Tetapi, kalau Marsel ingin jadi pemenang dan nama baiknya akan dikenang oleh masyarakat Manggarai maka Marsel menolak berdamai, sebab ini bukan masalah keperdataan (privat) tetapi masalah pidana (publik). Jangan berpikir soal damai tetapi bagaimana Marsel harus bisa mempertanggungjawabkan laporannya dengan baik, benar dan jujur.

Prioritas: Pidana Korupsi

Marsel tidak boleh gentar atas laporan balik yang dilayangkan oleh Osy Gandut, sebab pasti Kapolres Manggarai tidak akan memproses laporan balik dari Osy Gandut tersebut. Sebab para Kapolres di seluruh Indonesia, termasuk Kapolres Manggarai sudah mengantongi Peraturan Kapolri Nomor B/345/III/2005/Bareskrim tertanggal 7 Maret 2005, yang berisi agar Polri lebih memprioritaskan penanganan perkara dugaan korupsi dibanding laporan pencemaran nama baik.

Artinya, kalau ada orang yang dilaporkan ke polisi karena dugaan tindak pidana korupsi dan terlapor melaporkan si pelapor sebagai terduga pelaku pencemaran nama baik, maka polisi tidak boleh memproses laporan dugaan pencemaran nama baik itu. Justru polisi harus memprioritaskan penanganan dugaan tindak pidana korupsi.

Contohnya, ketika mantan Kapolri Sutarman menjabat Kabareskrim Mabes Polri, pada tahun 2011, ia menegur dua penyidik yang memeriksa Ketua Umum Partai Demokrat, Anas Urbaningrum, di Polres Blitar, Jawa Timur. Langkah penyidik itu tidak memenuhi rasa keadilan masyarakat, katanya.

Saat itu Anas Urbaningrum meminta agar diperiksa sebagai saksi pelapor di Blitar, dimana sebelumnya Anas melaporkan M Nazaruddin dengan sangkaan pencemaran nama baik dan fitnah di Bareskrim Polri di Jakarta. Anas melaporkan Nazaruddin, karena tak terima segala tuduhan mantan Bendahara Partai Demokrat itu melalui BlackBerry Messenger kepada wartawan.
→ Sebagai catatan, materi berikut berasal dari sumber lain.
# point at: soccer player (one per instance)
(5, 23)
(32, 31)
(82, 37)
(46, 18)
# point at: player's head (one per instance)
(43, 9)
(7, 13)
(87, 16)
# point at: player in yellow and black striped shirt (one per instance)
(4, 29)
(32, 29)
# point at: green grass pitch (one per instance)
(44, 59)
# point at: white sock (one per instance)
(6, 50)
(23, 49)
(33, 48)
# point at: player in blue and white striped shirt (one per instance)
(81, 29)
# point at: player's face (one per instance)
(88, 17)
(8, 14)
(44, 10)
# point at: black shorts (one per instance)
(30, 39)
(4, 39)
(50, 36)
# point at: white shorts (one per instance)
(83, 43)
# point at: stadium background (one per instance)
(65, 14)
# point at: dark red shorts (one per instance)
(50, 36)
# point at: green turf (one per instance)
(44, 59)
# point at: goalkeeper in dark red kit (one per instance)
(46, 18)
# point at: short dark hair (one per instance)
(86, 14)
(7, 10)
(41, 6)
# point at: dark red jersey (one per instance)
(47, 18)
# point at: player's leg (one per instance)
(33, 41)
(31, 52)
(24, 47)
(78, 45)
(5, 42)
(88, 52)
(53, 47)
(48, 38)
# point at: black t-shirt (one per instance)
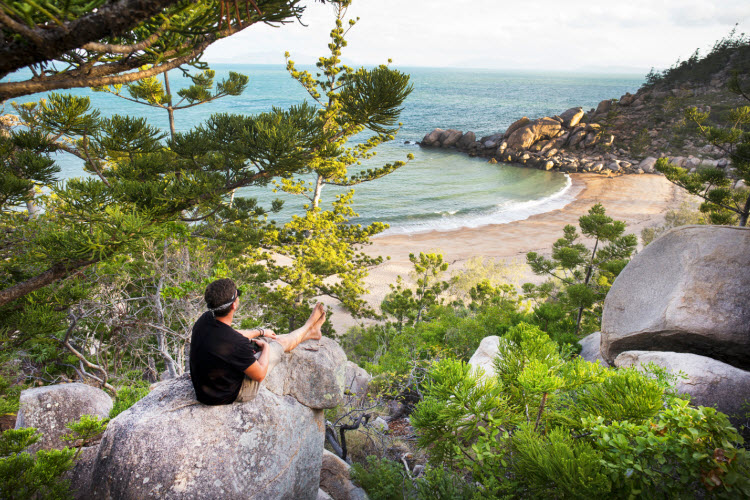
(218, 357)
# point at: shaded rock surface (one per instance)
(357, 380)
(687, 291)
(170, 446)
(485, 355)
(314, 378)
(52, 407)
(709, 382)
(335, 479)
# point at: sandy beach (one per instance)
(639, 200)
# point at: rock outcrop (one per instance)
(709, 382)
(616, 133)
(168, 445)
(314, 378)
(335, 479)
(357, 380)
(687, 292)
(51, 408)
(591, 350)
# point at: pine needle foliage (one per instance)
(23, 476)
(725, 203)
(550, 426)
(581, 276)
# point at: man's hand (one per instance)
(251, 334)
(268, 333)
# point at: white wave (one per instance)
(504, 213)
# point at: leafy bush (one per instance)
(382, 479)
(128, 396)
(23, 476)
(548, 425)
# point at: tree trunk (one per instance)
(54, 273)
(318, 190)
(745, 213)
(31, 205)
(586, 282)
(170, 109)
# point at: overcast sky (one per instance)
(543, 35)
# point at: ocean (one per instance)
(439, 189)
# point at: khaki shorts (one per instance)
(250, 387)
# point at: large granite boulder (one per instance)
(543, 128)
(521, 122)
(484, 356)
(709, 382)
(687, 291)
(335, 479)
(590, 349)
(168, 445)
(572, 117)
(627, 99)
(432, 139)
(450, 137)
(52, 407)
(314, 378)
(648, 165)
(603, 107)
(466, 140)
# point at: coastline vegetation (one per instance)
(102, 278)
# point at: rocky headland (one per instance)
(620, 136)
Belakangan, Nazaruddin melontarkan tuduhan dalam wawancara langsung di beberapa stasiun televisi dan via Skype. Nazaruddin menyebut Anas menerima suap terkait proyek wisma atlet SEA Games di Palembang. Selain itu, kata Nazaruddin, Anas juga mengambil jatah uang Rp 7 miliar untuk media massa. Tudingan lain yakni adanya politik uang dalam memenangkan Anas sebagai Ketua Umum Partai Demokrat. Nazaruddin menyebut Anas menghabiskan uang hingga 20 juta dollar AS yang didapat dari Anggaran Pendapatan dan Belanja Negara (APBN).

Menurut Kabareskrim Mabes Polri, kalaupun dugaan pencemaran nama baik itu diproses, hal itu baru dapat dilakukan setelah dugaan tindak pidana diproses. Jangan justru dugaan tindak pidana pencemaran nama baik yang diproses lebih dulu.

Dengan demikian, jika Marsel tetap konsisten dengan laporannya, tidak tergoda dengan iming-iming tertentu untuk berdamai, maka Marsel akan tampil sebagai pemenang dalam pertarungan ini dan masyarakat akan mengenang Marsel sebagai politisi bersih dan tangguh.

Josefina Agatha Syukur adalah Advokat Senior pada Law Firm FIFI LETY INDRA & Partners Jakarta. Perempuan asal Manggarai ini menempuh Magister Hukum dari Fakultas Hukum Universitas Indonesia (UI). Selain sebagai advokat, sekarang ia juga mengajar sebagai Dosen Fakultas Hukum Universitas Mpu Tantular Jakarta.